According to the report, Undocumented Students in Higher Education: How Many Students Are in U.S. Colleges and Universities, and Who Are They, there are over 408,000 undocumented students in higher education, with a growing proportion pursuing graduate and professional degrees. Over a third of undocumented graduate students have undergraduate degrees in STEM and healthcare-related fields—and acquired the skills to fill critical workforce gaps across the country.

“I think the new data tells an important story: In this new era of admissions, institutions need to take into account the assets, talents, and experiences of immigrant-origin students, including undocumented students, to better recruit and support a diverse, talented student population.” said Miriam Feldblum, Executive Director at the Presidents’ Alliance. “As colleges and universities seek to unleash innovation, train future workforces, and address critical skills shortages, they need to recognize the crucial contributions of immigration and immigrant populations.”

The commentary, Investing in the Future: Higher Ed Should Give Greater Focus to Growing Immigrant-Origin Student Population, also provides insights into data that shows immigrant-origin students (first generation defined by being born abroad to non-citizen parents and second generation defined by being born in the U.S. with at least one immigrant parent) as the fastest growing group of students in U.S. higher education—driving 80% of all domestic enrollment growth at colleges and universities from 2000 to 2021.

[Immigrant-origin students] play a particularly important role in the science, technology, engineering, and math sector of the economy.” said Marcelo Suárez-Orozco, Chancellor at University of Massachusetts, Boston. “Approximately a quarter of all STEM workers in our country and well over a quarter of all physicians and surgeons practicing in the United States are of immigrant origin.

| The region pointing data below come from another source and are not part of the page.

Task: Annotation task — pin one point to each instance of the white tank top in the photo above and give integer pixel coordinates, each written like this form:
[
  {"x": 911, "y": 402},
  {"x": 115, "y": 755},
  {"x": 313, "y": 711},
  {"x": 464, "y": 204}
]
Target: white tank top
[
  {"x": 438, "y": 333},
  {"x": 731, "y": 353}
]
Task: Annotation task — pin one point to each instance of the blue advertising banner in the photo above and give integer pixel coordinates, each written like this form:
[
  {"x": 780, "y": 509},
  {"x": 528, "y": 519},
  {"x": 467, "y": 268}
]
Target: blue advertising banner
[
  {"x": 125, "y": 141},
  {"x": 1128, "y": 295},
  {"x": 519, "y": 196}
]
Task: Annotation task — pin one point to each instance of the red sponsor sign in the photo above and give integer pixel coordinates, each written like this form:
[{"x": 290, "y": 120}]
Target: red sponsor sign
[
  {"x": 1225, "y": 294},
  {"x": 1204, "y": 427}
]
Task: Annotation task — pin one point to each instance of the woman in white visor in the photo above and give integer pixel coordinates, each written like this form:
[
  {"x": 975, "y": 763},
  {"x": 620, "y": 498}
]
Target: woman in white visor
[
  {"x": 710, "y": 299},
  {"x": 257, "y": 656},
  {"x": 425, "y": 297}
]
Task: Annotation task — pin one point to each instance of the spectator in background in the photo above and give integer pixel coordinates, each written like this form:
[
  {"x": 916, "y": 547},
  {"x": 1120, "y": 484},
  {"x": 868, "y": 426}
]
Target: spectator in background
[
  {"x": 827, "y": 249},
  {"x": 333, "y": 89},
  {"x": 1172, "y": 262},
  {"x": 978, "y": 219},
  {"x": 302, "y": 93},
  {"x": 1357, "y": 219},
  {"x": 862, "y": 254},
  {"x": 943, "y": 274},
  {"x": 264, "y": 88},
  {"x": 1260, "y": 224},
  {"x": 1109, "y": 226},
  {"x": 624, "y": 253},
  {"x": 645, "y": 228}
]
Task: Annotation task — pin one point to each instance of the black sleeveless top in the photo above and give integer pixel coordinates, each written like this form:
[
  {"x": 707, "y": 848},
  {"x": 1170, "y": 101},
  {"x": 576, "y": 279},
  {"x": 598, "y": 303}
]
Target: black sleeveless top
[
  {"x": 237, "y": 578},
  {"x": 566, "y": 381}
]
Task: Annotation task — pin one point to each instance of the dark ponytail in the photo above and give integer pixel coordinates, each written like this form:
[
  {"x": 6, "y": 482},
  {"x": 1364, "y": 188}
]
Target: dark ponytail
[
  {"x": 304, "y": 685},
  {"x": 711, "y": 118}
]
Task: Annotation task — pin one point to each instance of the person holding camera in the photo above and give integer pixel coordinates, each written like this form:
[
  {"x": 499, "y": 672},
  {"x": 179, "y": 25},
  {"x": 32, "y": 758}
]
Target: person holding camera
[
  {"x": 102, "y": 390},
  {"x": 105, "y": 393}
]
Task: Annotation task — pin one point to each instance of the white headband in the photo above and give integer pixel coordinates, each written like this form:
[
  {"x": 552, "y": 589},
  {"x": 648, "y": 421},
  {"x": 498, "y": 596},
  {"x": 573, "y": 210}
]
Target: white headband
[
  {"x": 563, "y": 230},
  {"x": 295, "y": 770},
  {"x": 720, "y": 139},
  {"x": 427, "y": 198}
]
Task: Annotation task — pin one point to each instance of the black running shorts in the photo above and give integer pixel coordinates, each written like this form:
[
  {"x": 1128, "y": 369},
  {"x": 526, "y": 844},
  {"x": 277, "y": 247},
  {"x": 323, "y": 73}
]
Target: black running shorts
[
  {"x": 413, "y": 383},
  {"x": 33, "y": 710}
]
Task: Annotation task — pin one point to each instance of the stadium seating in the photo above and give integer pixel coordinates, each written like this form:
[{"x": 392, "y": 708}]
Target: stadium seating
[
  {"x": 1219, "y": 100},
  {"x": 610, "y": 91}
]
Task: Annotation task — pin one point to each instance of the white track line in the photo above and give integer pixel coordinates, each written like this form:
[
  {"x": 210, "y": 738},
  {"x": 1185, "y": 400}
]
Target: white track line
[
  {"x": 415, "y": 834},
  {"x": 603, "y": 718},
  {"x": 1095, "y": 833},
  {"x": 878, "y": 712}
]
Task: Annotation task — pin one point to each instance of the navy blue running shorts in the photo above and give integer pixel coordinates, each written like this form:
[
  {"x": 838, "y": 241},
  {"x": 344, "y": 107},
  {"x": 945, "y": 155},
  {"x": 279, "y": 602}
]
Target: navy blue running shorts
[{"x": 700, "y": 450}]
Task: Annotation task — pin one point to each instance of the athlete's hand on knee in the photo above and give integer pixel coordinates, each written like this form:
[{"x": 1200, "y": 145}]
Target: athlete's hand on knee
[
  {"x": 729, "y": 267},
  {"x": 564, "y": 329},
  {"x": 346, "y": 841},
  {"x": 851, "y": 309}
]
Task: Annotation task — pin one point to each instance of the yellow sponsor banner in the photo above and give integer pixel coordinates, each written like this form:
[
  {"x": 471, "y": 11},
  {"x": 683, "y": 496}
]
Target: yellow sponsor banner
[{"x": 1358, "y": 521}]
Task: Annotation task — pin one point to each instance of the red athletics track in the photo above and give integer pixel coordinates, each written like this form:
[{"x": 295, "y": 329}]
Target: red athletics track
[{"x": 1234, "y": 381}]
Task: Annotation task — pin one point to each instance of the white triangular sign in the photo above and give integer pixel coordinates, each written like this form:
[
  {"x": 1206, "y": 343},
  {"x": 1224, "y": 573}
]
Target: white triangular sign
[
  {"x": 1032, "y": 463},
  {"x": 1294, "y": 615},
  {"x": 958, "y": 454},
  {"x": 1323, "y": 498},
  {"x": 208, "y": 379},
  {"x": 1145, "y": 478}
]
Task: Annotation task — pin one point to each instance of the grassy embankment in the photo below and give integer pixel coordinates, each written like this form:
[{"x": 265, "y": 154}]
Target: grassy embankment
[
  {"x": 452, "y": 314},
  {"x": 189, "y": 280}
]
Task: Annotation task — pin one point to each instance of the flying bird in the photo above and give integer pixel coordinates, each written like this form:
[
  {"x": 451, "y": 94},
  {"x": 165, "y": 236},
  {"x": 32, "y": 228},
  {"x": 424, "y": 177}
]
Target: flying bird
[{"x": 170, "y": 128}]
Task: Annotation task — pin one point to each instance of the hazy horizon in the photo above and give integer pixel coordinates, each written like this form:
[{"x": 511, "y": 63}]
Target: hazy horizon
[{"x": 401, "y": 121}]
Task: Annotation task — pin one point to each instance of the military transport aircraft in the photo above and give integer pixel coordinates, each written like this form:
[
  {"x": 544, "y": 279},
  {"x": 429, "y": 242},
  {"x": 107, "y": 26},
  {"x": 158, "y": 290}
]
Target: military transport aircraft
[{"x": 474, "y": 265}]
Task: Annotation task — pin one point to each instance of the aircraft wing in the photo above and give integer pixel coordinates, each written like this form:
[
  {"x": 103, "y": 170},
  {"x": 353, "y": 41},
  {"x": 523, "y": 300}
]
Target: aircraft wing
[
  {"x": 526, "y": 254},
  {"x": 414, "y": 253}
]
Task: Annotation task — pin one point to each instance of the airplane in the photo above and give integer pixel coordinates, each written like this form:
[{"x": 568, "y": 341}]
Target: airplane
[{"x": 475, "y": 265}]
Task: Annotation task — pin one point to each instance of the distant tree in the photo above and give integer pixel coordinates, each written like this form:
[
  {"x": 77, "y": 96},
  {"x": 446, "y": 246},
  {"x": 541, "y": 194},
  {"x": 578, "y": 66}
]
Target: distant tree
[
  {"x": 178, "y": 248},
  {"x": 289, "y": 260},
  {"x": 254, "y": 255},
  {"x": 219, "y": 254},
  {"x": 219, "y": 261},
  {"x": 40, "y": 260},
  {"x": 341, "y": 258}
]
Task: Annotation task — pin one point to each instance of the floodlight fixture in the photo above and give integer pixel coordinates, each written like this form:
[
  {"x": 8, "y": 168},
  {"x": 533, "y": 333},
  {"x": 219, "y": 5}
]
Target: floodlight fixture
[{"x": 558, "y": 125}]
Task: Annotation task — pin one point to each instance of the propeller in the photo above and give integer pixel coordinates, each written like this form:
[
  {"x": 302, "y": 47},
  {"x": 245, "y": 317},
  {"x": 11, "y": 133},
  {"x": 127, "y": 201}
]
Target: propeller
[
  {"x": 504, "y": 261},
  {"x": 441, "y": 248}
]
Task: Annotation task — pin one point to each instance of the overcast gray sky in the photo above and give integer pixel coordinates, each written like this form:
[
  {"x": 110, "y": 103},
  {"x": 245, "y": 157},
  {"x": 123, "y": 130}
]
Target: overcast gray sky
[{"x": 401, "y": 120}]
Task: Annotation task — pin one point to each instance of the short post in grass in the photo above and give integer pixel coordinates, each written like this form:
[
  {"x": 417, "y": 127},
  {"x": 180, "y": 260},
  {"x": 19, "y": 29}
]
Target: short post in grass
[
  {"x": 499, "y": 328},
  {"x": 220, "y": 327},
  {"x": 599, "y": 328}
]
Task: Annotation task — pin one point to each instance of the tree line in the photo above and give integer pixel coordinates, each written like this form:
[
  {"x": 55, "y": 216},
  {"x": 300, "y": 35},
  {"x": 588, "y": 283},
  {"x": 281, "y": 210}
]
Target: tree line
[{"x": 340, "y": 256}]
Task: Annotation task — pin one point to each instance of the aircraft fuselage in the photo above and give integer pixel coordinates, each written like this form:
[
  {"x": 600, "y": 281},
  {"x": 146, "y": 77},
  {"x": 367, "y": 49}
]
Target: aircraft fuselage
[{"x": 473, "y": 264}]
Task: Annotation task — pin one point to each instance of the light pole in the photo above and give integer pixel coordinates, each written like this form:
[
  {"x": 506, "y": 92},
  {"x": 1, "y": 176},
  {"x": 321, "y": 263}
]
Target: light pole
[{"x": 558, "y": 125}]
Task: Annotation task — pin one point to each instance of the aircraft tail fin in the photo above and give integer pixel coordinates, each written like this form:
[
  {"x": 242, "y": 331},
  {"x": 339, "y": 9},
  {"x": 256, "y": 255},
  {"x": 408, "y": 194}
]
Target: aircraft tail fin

“As the son of immigrants heading Queens College in the world’s borough, I know how important it is for our shared future that we welcome and support people of all backgrounds.” said Frank Wu, President of Queens College, City University of New York. “Colleges and universities must play a role in expanding access to higher education, the engine of the American Dream.”

The report and commentary also highlights a number of comprehensive policy recommendations to improve access to higher education and provide support systems for immigrant-origin and undocumented student populations.

The Presidents’ Alliance will host a webinar on Wednesday, August, 2nd at 2 PM ET, with the American Immigration Council and Migration Policy Institute to examine the findings of the reports and commentary. This webinar will feature Jeanne Batalova, Senior Policy Analyst at the Migration Policy Institute, Leani García Torres, Chief of Staff at the American Immigration Council, Nathan Grawe, Professor of Economics at Carleton College, Felecia Russell, Director of the Higher Ed Immigration Portal, Marcelo Suárez-Orozco, Chancellor of the University of Massachusetts, Boston, Yves Salomon-Fernandez, incoming President of Urban College of Boston, Frank Wu, President of Queens College, City University of New York, and Miriam Feldblum, Executive Director at the Presidents’ Alliance. Register for the webinar here:


The nonpartisan, nonprofit Presidents’ Alliance on Higher Education and Immigration brings college and university presidents and chancellors together on the immigration issues that impact higher education, our students, campuses, communities and nation. We work to support undocumented, international and refugee students, and advance forward-looking immigration policies and practices at the federal level, in our states, and across our college campuses. The Alliance is composed of 550+ college and university presidents and chancellors of public and private colleges and universities, enrolling over five million students in 43 states, D.C., and Puerto Rico.